猫は大型の長毛種のほうが、おっとりした性格をしている傾向にあります。もちろん個体差はありますが、まずは落ち着いた野性味の少ない猫と触れ合うことがおすすめです。猫カフェ利用に関しては、各店舗のルールを必ず守るようにしてください。一定の規則に則って運営することで、猫と人両方の安全性が保たれています。

猫と暮らしてみる

窓の外を見る猫

猫を知り、猫と関わる中で、猫と暮らしたいという気持ちが芽生えたら、猫と暮らすことでより理解が深まります。猫との信頼関係や絆を強めることも可能になります。ただし、これは本心からそのように思えるようになってからにしてください。興味本位から猫と暮らすことを決めてしまうと、生活の維持が困難になる恐れがあります。猫にも命があること、心があること、子猫から暮らした場合は平均で15年生きることなどを理解したうえで慎重に判断してください。
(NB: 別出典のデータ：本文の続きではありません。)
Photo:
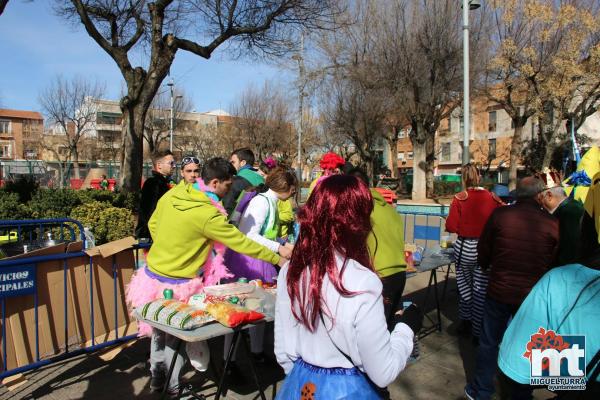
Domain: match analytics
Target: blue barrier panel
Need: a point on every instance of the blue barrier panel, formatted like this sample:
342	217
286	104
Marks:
16	274
423	229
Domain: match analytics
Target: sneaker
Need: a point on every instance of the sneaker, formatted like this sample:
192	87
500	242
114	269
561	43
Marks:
157	383
234	373
174	392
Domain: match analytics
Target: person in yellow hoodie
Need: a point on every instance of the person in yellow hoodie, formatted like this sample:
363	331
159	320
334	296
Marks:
188	223
386	245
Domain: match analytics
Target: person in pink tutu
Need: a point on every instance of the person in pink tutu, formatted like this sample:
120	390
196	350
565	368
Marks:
260	222
188	224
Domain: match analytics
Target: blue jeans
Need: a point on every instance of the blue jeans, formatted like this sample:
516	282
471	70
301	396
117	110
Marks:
496	317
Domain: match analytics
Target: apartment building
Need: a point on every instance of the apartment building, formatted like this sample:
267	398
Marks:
491	133
20	133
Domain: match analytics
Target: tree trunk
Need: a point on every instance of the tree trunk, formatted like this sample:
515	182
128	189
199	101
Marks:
515	152
75	161
61	175
419	170
132	147
548	152
430	161
393	150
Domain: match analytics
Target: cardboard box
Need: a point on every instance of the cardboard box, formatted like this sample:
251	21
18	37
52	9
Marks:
85	291
109	321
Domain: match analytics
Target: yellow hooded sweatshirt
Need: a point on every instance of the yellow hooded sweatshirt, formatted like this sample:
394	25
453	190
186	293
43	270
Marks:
184	226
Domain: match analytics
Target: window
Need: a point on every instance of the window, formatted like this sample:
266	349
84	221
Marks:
5	150
30	153
492	121
491	149
4	126
446	154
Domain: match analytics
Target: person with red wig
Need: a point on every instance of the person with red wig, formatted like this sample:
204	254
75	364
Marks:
331	164
331	335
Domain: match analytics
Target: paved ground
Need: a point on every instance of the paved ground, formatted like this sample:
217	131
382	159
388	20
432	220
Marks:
440	373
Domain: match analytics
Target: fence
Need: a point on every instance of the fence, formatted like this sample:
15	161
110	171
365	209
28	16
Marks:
60	301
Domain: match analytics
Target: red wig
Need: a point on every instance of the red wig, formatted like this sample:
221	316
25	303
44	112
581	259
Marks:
335	220
331	161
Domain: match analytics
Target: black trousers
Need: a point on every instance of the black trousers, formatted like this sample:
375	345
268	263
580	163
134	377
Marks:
393	286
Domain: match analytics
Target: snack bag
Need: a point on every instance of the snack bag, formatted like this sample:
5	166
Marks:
175	314
232	315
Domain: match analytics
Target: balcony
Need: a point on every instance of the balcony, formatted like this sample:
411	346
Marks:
109	127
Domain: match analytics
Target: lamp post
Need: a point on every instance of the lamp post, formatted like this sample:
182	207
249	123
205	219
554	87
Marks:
171	117
467	5
301	83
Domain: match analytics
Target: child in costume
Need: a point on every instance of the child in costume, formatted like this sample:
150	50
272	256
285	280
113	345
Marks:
186	226
285	208
331	164
260	223
331	336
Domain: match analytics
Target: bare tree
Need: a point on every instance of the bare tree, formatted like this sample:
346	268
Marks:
67	104
158	119
354	101
419	62
166	26
202	141
541	52
263	120
3	4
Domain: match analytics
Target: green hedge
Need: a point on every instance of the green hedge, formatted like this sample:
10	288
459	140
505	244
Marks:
109	215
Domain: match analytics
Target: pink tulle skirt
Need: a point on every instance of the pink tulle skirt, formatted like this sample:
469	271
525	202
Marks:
143	289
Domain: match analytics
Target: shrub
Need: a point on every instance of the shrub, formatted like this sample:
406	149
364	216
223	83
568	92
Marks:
95	195
107	223
116	223
12	208
25	186
54	203
89	214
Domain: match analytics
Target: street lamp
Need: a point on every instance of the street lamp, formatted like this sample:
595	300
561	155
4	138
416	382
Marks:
171	84
301	83
467	5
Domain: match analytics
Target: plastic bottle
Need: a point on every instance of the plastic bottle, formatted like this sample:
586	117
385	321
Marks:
50	241
90	241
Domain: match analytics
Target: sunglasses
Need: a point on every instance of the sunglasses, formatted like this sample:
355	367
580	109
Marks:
190	160
171	163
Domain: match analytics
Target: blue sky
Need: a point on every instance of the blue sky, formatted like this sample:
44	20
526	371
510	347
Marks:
36	45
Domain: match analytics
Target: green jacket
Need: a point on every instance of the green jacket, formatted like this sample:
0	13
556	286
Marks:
251	176
386	241
286	216
184	226
569	214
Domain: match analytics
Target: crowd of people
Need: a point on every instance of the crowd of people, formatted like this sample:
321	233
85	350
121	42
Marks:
341	328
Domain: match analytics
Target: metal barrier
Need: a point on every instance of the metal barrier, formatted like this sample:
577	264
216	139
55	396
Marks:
424	229
19	282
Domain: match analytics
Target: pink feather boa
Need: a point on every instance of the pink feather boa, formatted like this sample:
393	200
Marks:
143	289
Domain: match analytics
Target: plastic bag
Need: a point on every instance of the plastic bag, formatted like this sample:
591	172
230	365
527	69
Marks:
199	355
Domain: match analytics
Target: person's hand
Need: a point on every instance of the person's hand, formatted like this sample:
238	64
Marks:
282	262
411	316
286	250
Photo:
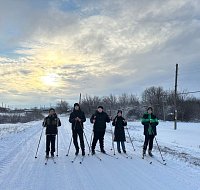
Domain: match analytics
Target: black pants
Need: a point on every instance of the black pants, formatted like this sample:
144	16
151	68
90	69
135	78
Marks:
75	134
148	141
50	140
98	135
そして、意思が固まったら保護猫カフェに行くことをおすすめします。保護猫カフェは、通常の猫カフェのように猫と触れ合うだけではなく、譲渡の条件や、トライアル(お試し)期間をクリアすることで気に入った猫と暮らせるようになります。猫を自分の家族のように迎え入れることで、更に愛情が芽生え、多くの経験を積むことができるでしょう。

まとめ

不満げな猫と男性のシルエット

元々、猫が苦手な方が猫好きになるのは簡単なことではありません。そして、無理に好きになる必要はありません。人間誰しも苦手とすることや、克服することが難しいと感じるものがあるのは自然なことです。実際問題として、猫ブームが猫を路頭に迷わせる引き金になり、いわゆる野良猫と呼ばれる猫が庭で排泄してしまう問題は課題のひとつです。

今現在、猫の保護活動を通して避妊・去勢手術を施し、地域猫として暮らす猫も多く存在します。なぜわざわざ保護した猫をまた地域に返すのか疑問に思われるかもしれません。これには深い事情があります。長きに渡り野良猫として生きてきた猫は、人間との生活に適応することが困難な場合があるのです。だから、辛い思いをする猫が増えないように予防(手術)したうえで、ボランティアさんが動向を見守るのです。とある猫島では猫の公衆トイレを作り、糞尿トラブルに対応しています。

この事例を元に、各地域でも解決策を検討する必要があるでしょう。今現在猫が苦手な方、もしくは嫌悪感が強い方にお願いがあります。それは、誤解から猫を虐げる行為だけはしないでほしいということです。猫について知り、保護猫活動を日々懸命に励む人々がいることを知っていただけるとありがたいです。結びに、猫ブームが単なるブームとして終結せず、人と猫が共存できる社会になるきっかけになることを願います。